The irony is that at this moment my reality is anything but silent. The fan on the stove is now set to hyper boost as I bake cupcakes for my youngest who turned 9 today to bring to school tomorrow. I am trying to clear out a house full of smoke from the fire caused from drippings of the flan I baked earlier with my older son for his Spanish class . "La comida esta en fuego!"
The dishwasher is humming with it’s second load of dishes from the family party we had last night. And in the midst of this, I am attempting to write about the importance of finding a "piece of quiet" when the post I am working on disappears into thin air. It is at this point when the little voice of my inner critic begins asking me "Who do you think you are?" as I attempt to finish the work I had planned for my own business this"quiet" evening (and check the oven once more for flames). It’s funny how I have no problem hearing him over the roar of kitchen appliances.
I could listen to this voice. I am tired and beat from a weekend of "busyness", but I know exactly why I am the person to do this job. I know why I have worked so hard to make The Whole Teacher a reality. I know how much time teachers put into their work. I know how hard it is to do it all. I know first hand how our best laid plans often fall to the wayside (or up in flames). I know how we often put ourselves last on our list, and I know how much we crave a group of like-minded people to support us as we try to be the best for our students.
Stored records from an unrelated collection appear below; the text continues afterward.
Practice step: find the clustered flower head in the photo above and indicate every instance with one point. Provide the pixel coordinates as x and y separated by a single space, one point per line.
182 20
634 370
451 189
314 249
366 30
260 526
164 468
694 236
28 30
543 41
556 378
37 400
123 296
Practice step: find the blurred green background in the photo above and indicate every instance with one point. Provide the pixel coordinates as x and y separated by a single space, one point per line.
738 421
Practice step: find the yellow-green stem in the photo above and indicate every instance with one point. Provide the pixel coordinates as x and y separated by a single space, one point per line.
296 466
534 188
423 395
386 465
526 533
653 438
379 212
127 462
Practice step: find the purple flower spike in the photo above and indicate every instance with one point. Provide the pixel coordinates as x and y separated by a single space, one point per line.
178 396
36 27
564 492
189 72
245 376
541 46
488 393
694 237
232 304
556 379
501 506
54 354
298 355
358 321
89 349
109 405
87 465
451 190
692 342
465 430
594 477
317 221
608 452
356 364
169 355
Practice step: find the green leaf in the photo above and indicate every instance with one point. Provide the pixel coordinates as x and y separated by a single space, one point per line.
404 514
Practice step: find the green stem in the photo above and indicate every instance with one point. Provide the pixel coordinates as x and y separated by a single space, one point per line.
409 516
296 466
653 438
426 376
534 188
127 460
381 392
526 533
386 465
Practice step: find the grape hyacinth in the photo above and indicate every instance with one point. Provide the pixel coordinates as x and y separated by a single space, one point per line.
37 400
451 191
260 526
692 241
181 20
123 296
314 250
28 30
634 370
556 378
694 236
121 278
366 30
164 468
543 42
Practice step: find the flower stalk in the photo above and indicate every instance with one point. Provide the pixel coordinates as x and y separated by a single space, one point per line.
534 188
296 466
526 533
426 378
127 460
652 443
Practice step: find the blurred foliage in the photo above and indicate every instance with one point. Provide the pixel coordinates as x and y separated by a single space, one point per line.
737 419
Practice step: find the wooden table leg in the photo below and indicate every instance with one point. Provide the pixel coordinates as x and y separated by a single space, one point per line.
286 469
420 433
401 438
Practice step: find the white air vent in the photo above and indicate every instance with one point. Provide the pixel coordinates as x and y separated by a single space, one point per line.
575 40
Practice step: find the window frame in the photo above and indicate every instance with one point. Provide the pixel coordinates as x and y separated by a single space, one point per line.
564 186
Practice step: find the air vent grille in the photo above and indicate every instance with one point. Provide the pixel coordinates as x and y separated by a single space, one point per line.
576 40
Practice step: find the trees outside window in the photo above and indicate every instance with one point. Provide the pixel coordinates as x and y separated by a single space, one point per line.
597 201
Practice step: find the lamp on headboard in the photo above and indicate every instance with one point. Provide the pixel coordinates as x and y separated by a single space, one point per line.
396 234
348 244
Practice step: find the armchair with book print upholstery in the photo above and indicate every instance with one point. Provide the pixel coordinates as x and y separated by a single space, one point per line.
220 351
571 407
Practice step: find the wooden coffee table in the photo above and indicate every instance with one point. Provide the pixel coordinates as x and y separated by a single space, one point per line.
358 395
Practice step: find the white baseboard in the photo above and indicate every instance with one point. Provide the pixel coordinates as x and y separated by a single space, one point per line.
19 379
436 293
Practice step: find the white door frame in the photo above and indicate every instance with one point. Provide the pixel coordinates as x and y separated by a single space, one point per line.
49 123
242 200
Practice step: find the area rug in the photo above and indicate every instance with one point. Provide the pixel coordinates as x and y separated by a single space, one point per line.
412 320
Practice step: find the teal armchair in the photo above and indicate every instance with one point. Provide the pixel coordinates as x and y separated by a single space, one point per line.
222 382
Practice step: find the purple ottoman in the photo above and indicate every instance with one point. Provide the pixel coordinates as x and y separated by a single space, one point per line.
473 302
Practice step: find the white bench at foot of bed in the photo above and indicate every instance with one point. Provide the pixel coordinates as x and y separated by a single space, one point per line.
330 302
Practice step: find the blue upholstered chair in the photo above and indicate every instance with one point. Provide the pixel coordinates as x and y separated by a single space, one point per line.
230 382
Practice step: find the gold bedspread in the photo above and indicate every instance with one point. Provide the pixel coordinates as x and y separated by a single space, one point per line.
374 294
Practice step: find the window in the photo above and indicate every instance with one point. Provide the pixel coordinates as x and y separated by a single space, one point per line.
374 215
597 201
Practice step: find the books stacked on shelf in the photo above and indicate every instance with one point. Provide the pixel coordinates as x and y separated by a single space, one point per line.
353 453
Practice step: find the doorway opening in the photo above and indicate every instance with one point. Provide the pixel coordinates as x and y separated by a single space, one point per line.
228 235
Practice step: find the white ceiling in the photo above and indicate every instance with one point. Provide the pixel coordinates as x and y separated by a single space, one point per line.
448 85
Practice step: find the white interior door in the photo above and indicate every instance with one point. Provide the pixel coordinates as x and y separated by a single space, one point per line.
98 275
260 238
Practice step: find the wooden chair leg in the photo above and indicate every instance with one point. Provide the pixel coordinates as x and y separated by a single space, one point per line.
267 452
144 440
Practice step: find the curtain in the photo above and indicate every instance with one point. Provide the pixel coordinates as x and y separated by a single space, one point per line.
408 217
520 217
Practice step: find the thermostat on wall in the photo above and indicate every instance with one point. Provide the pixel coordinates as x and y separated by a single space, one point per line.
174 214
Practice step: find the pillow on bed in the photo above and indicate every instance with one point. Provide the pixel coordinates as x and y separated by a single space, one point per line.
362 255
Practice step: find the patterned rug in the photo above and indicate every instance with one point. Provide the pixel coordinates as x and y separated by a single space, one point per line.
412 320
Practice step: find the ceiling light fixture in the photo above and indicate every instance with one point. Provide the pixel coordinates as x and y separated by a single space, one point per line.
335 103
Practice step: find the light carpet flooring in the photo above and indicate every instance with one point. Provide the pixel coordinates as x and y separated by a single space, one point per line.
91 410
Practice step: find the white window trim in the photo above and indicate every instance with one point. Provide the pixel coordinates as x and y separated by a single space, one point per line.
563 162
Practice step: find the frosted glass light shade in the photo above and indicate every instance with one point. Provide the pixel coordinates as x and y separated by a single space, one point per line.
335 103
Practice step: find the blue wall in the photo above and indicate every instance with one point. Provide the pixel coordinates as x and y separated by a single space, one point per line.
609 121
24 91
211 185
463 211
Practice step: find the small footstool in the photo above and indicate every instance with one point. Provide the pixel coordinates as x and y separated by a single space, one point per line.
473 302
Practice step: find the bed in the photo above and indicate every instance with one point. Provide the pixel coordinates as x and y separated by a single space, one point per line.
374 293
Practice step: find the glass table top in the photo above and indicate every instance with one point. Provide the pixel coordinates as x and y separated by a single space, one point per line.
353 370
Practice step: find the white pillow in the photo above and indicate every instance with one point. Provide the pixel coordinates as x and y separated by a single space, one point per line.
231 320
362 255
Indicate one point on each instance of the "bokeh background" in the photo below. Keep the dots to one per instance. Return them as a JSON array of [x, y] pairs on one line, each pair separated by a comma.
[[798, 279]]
Therefore I choose to look at the lesson and try to find the humor in the situation. There are many parts of life we can’t control, but it’s only what we make of it. We all have this inner critic’s voice inside of us. The stressors are inevitable, but we must build our resilience by taking care of ourselves and building reserves of what we need most. Right now I need to finish my baking, close up the windows, and head upstairs to a quiet candle-lit bedroom (better yet let’s forget the candle) and follow my own advice for silence. Who knows what inspiration will come when I take the time to listen?